Each provider is paced according to its actual free-tier RPM cap (llm_client._PROVIDER_MIN_INTERVALS): Groq/Cerebras/Gemini at 6s between calls, Mistral at 31s (its 2 RPM hard limit). Override globally with LLM_CALL_INTERVAL.

Rate-limit tracking

config.MODEL_LIMITS flattens MODEL_REGISTRY into a per-model RPM/RPD/TPM/TPD lookup — single source of truth, no duplicated numbers across dicts.
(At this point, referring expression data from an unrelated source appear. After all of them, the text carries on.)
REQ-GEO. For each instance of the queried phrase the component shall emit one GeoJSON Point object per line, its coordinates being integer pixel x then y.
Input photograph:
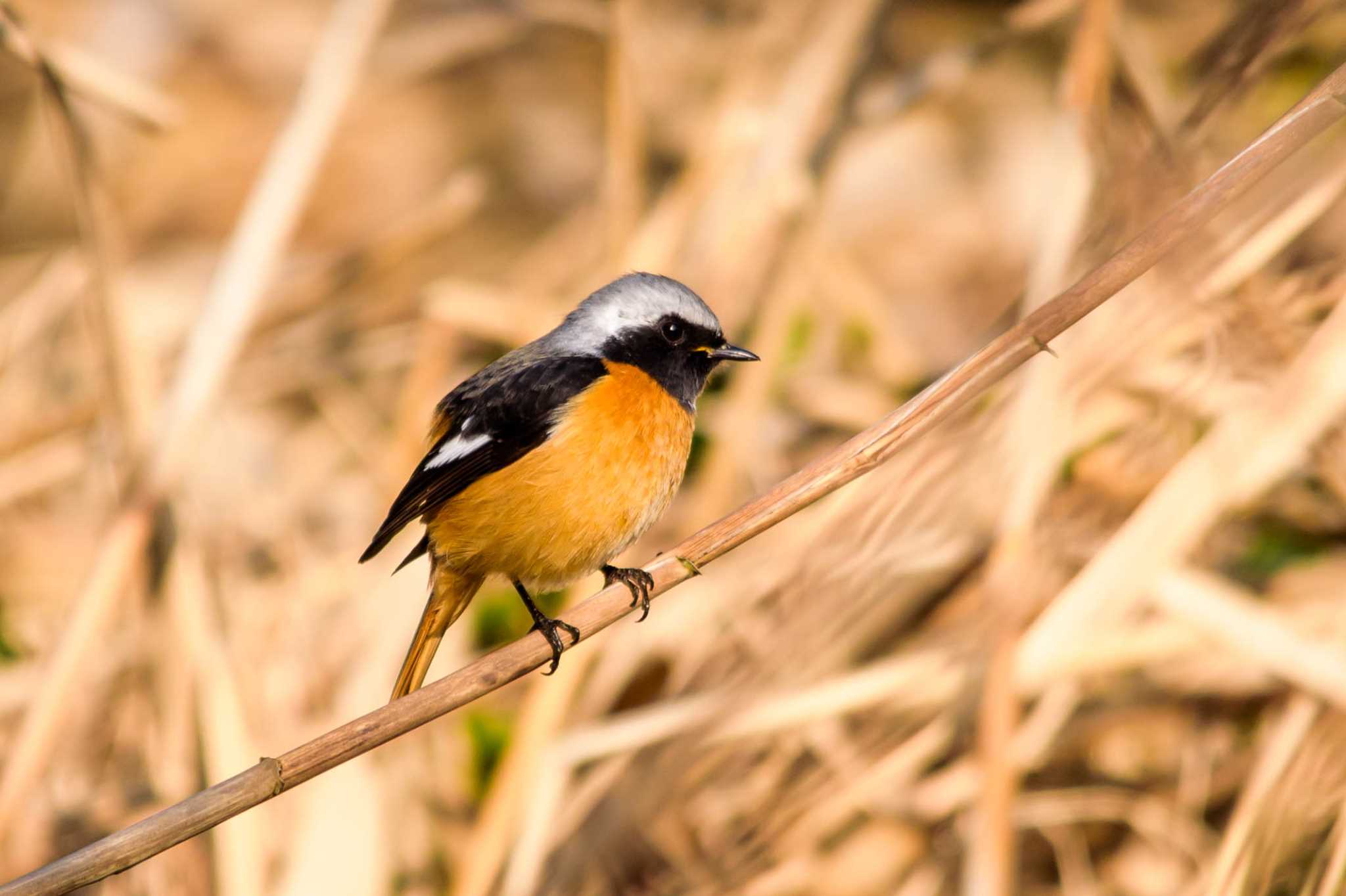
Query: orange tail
{"type": "Point", "coordinates": [450, 594]}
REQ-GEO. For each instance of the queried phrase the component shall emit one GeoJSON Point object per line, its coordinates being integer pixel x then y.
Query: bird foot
{"type": "Point", "coordinates": [548, 627]}
{"type": "Point", "coordinates": [637, 580]}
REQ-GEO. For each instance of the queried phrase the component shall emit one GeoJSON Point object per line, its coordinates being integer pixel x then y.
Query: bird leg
{"type": "Point", "coordinates": [637, 580]}
{"type": "Point", "coordinates": [543, 623]}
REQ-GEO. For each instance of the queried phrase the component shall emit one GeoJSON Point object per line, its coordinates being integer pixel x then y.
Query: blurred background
{"type": "Point", "coordinates": [1086, 638]}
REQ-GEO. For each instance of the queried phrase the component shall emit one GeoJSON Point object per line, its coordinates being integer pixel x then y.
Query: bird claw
{"type": "Point", "coordinates": [548, 629]}
{"type": "Point", "coordinates": [637, 580]}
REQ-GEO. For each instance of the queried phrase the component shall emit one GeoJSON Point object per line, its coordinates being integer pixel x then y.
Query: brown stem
{"type": "Point", "coordinates": [201, 811]}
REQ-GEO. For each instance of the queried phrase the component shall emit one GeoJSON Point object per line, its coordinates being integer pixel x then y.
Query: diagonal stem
{"type": "Point", "coordinates": [206, 809]}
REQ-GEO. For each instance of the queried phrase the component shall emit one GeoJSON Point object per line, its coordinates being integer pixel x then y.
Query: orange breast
{"type": "Point", "coordinates": [607, 471]}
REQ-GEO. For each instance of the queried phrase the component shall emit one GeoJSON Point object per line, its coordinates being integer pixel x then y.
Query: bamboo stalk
{"type": "Point", "coordinates": [201, 811]}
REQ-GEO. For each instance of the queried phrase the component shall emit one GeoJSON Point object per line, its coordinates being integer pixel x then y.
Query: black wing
{"type": "Point", "coordinates": [493, 418]}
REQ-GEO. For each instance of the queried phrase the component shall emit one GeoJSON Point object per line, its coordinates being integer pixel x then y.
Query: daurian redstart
{"type": "Point", "coordinates": [551, 460]}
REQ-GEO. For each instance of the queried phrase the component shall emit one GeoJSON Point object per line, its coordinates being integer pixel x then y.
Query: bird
{"type": "Point", "coordinates": [551, 460]}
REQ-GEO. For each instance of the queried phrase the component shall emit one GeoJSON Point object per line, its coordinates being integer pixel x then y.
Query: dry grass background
{"type": "Point", "coordinates": [1089, 638]}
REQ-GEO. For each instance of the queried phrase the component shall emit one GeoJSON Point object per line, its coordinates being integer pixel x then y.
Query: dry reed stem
{"type": "Point", "coordinates": [1220, 471]}
{"type": "Point", "coordinates": [515, 785]}
{"type": "Point", "coordinates": [269, 217]}
{"type": "Point", "coordinates": [41, 724]}
{"type": "Point", "coordinates": [89, 78]}
{"type": "Point", "coordinates": [1310, 118]}
{"type": "Point", "coordinates": [1335, 872]}
{"type": "Point", "coordinates": [1280, 748]}
{"type": "Point", "coordinates": [1249, 630]}
{"type": "Point", "coordinates": [240, 859]}
{"type": "Point", "coordinates": [243, 275]}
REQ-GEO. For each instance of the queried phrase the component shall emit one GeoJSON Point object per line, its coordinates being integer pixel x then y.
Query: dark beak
{"type": "Point", "coordinates": [733, 353]}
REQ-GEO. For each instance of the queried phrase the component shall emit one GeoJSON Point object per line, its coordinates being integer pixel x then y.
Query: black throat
{"type": "Point", "coordinates": [679, 369]}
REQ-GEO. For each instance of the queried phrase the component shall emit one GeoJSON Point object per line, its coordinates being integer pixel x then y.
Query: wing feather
{"type": "Point", "coordinates": [485, 424]}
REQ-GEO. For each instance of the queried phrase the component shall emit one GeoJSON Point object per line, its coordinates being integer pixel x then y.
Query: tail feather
{"type": "Point", "coordinates": [449, 598]}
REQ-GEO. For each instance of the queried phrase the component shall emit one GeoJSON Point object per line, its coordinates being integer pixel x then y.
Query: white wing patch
{"type": "Point", "coordinates": [457, 447]}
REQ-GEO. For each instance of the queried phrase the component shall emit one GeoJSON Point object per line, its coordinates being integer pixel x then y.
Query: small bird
{"type": "Point", "coordinates": [551, 460]}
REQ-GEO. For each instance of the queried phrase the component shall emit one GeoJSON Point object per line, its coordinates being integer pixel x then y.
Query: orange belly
{"type": "Point", "coordinates": [605, 475]}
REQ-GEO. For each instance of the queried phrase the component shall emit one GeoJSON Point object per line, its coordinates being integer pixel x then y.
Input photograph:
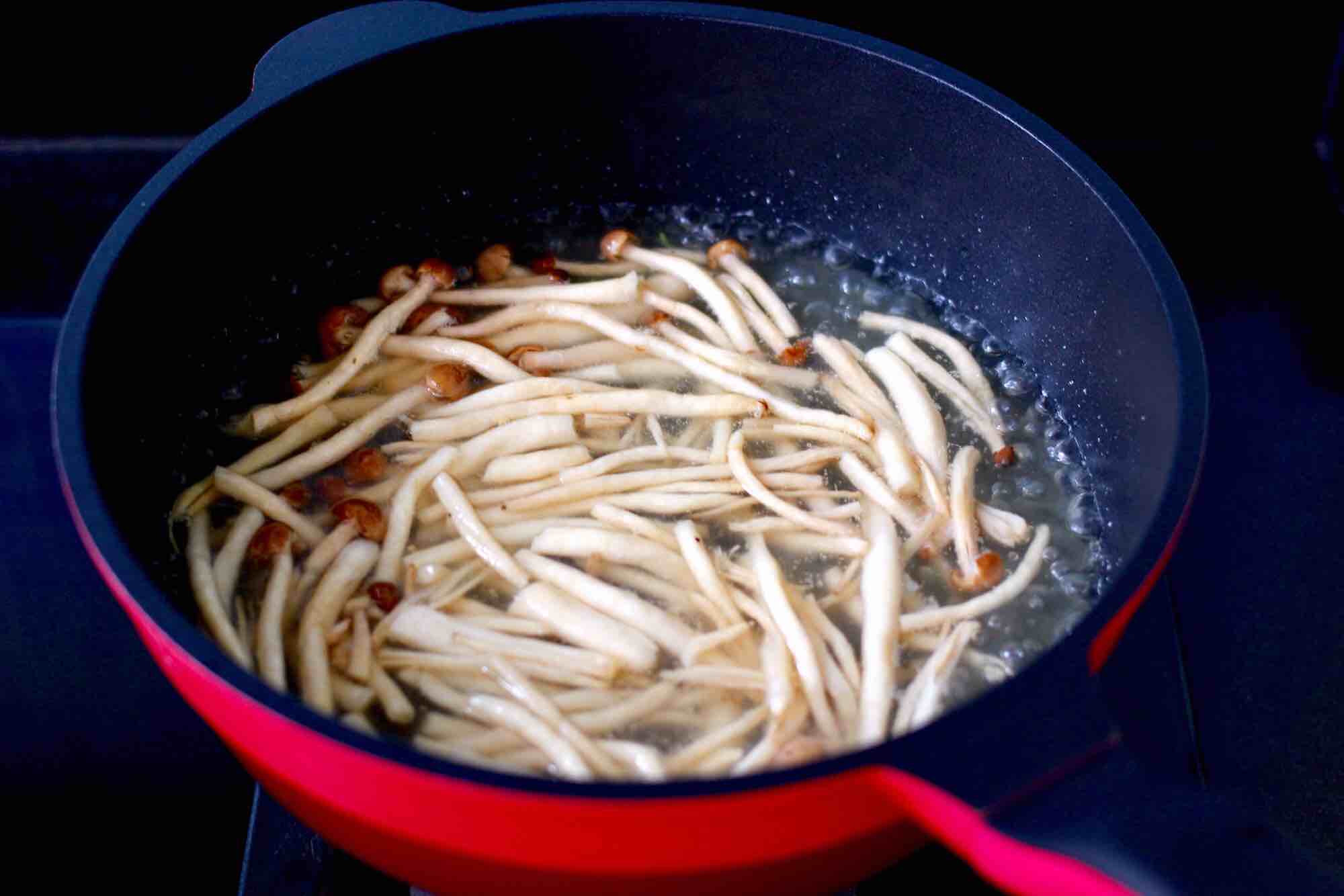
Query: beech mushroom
{"type": "Point", "coordinates": [622, 244]}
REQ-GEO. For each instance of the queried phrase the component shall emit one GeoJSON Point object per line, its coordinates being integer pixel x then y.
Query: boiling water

Cerebras and Mistral cap usage at the account level (not per model), so every model on those providers maps to a shared scope_key ("cerebras:account", "mistral:account"); llm_client.py's daily usage tracking and select_from_chain()'s TPD checks key off this scope_key, so switching between e.g. cerebras/gpt-oss-120b and cerebras/qwen-3-32b correctly pools against one shared daily budget instead of two independent ones. Groq and Gemini remain per-model.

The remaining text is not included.